The longest single highway in the country carves a track from the northeast of the South Island down the West Coast, across the Alps and then all the way to the bottom, pretty much. That’s a big road in a small land.
Is Great Coast Road, aka State Highway 6 better than Route 66? Take to the road and come to your own conclusions. And come to a handful of amazing little towns along the way, that used to be big towns until the gold mining dream went south. Well, went nowhere, really. But they’re reminders of the spirit that went into making a buck in this seemingly forsaken place.
‘Glaciers to my left, ocean to my right...’ is a pretty phenomenal way to drive.
What’s amazing about this long, lean laneway is that there really are no dull parts. It’s so varied.
The wild winding of the Buller River squeezed out onto the coast away from those imposing mountains, then the spray of the Tasman Sea as you keep close to it for over 100km. The swing inland, across that seemingly endless bridge at Haast, then a change of scene as you hit the heights of the road into tussock country, then alpine country, windows up and make your way towards Wānaka and the scenic beauty of the Southern Lakes District. Then on through Southland, the land flattening out, the atmosphere new again, until you trundle into Invercargill.

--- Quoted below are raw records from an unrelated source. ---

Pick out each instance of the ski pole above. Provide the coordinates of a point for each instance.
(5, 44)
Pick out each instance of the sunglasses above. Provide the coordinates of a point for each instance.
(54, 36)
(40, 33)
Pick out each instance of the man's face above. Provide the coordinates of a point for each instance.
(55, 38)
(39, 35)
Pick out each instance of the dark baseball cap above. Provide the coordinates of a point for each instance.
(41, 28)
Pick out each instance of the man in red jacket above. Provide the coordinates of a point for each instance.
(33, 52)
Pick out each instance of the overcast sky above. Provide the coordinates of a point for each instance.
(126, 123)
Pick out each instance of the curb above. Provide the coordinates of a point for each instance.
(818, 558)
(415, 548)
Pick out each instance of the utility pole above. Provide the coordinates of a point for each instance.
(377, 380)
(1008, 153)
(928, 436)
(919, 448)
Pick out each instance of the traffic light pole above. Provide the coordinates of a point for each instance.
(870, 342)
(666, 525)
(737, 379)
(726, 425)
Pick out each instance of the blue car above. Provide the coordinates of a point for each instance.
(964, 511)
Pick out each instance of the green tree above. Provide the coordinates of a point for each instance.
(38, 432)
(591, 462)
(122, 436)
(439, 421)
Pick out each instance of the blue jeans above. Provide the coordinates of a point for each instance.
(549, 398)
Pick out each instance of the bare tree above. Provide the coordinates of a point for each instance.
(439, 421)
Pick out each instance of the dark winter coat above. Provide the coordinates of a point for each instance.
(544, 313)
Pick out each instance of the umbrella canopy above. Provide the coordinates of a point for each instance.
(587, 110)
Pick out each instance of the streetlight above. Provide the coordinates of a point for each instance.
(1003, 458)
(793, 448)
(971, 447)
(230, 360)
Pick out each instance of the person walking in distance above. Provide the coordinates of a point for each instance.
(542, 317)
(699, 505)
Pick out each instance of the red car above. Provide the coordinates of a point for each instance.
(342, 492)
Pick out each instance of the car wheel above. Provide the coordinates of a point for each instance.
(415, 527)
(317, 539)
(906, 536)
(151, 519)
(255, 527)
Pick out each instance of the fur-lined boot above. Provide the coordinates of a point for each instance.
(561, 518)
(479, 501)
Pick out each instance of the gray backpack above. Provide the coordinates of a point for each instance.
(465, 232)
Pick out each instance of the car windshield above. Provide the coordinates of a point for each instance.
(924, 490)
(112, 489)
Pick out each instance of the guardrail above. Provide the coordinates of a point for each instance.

But down the West Coast it’s at its magnificent best, always the Alps watching over you, and that stretch of ocean keeping you at bay with its surf spray, endless sweeps of driftwood-dotted beaches and a building and profound respect for the Tasman Sea and those who have plied it for reasons of commerce, craziness or both. Yep, let’s not beat around the (endless swathes of) bush, it’ll likely rain a fair bit, even in summer. But that’s the context, the atmos, the eerie uniqueness: that’s the West Coast.